The ocean-farer says he has gone around the world, to exchange dialogue with young brilliant minds, to share with them the significance of who we are as Pacific Islanders.

“We are people of the ocean, who have lived on the land for centuries,” he adds.

Larry is co‑founder of Waa‘gey, a community‑based organisation preserving traditional Micronesian technologies and arts, and addresses issues including climate change, urbanisation and economic vulnerability in remote outer islands.

Lamotrek Pairourou H Larry Raigetal at Fale Pasifika. Photo credit: University of Auckland.

Hailing from Lamotrek Atoll in the Federated States of Micronesia (FSM), he holds talks internationally about Micronesian navigation knowledge.

Larry’s visit coincides with preparations for a major exhibition at the New Zealand Maritime Museum, opening in mid‑August 2026.

The exhibition will centre Micronesian maritime knowledge, embodied technologies and intergenerational transmission of Indigenous expertise.

“I was invited to contribute to the exhibition, I brought a sail that I had commissioned a decade ago,” Larry says.

“It’s a woven sail, that we almost lost the art and skills of weaving.

“Through the kindness of 95‑year‑old master weaver Maria Labusheilam, we were able to transfer those skills to 20 other people, who wove it.”

The large woven pandanus sail from the Lamotrek voyaging canoe Lucky Star, will be a central feature of the exhibition; Larry emphasises how master weaver Maria Labusheilam is an exemplary example of women’s leadership to sustain voyaging and weaving traditions.

Pacific Studies Professional Teaching Fellow Julia Mageau Gray, who teaches Pacific Embodied Practices at the University, says the session affirmed Pacific knowledge systems, which have long been marginalised within Western academic frameworks.

“It is incredibly important to have knowledge holders like Larry sharing how Pacific bodies are understood in relationship with the environment, the ocean and one another,” Julia says.

“What he shared shows how advanced our ancestors have always been.

“He spoke about organisations like NASA seeking validation for their own knowledge systems, while our grandmothers already knew those stars.”

She says centring Indigenous knowledge holders in universities and cultural institutions restores the authority and legitimacy of Pacific ways of knowing.

“When our knowledge holders are brought into these spaces, it raises our knowledge systems and restores the mana they deserve — not as alternatives, but as enduring and deeply intelligent sciences.”

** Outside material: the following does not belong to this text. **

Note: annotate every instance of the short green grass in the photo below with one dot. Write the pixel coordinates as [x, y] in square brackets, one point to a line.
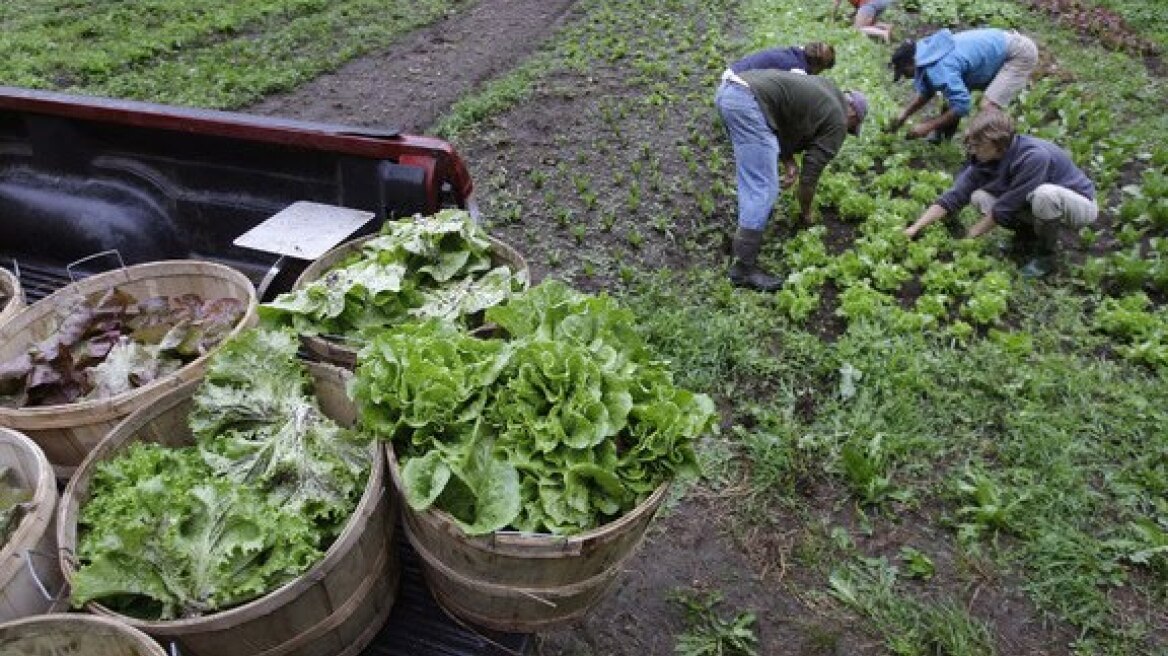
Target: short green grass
[219, 54]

Larry has previously served as Deputy Assistant Secretary for the Micronesian Department of Foreign Affairs, Director of the Yap State Department of Youth and Civic Affairs, and Chairman of the FSM National Banking Board.

He is currently an Assistant Professor at the University of Guam’s Micronesian Area Research Center.

His visit reflects a growing recognition across Aotearoa of Pacific Indigenous knowledge as living, contemporary and internationally significant.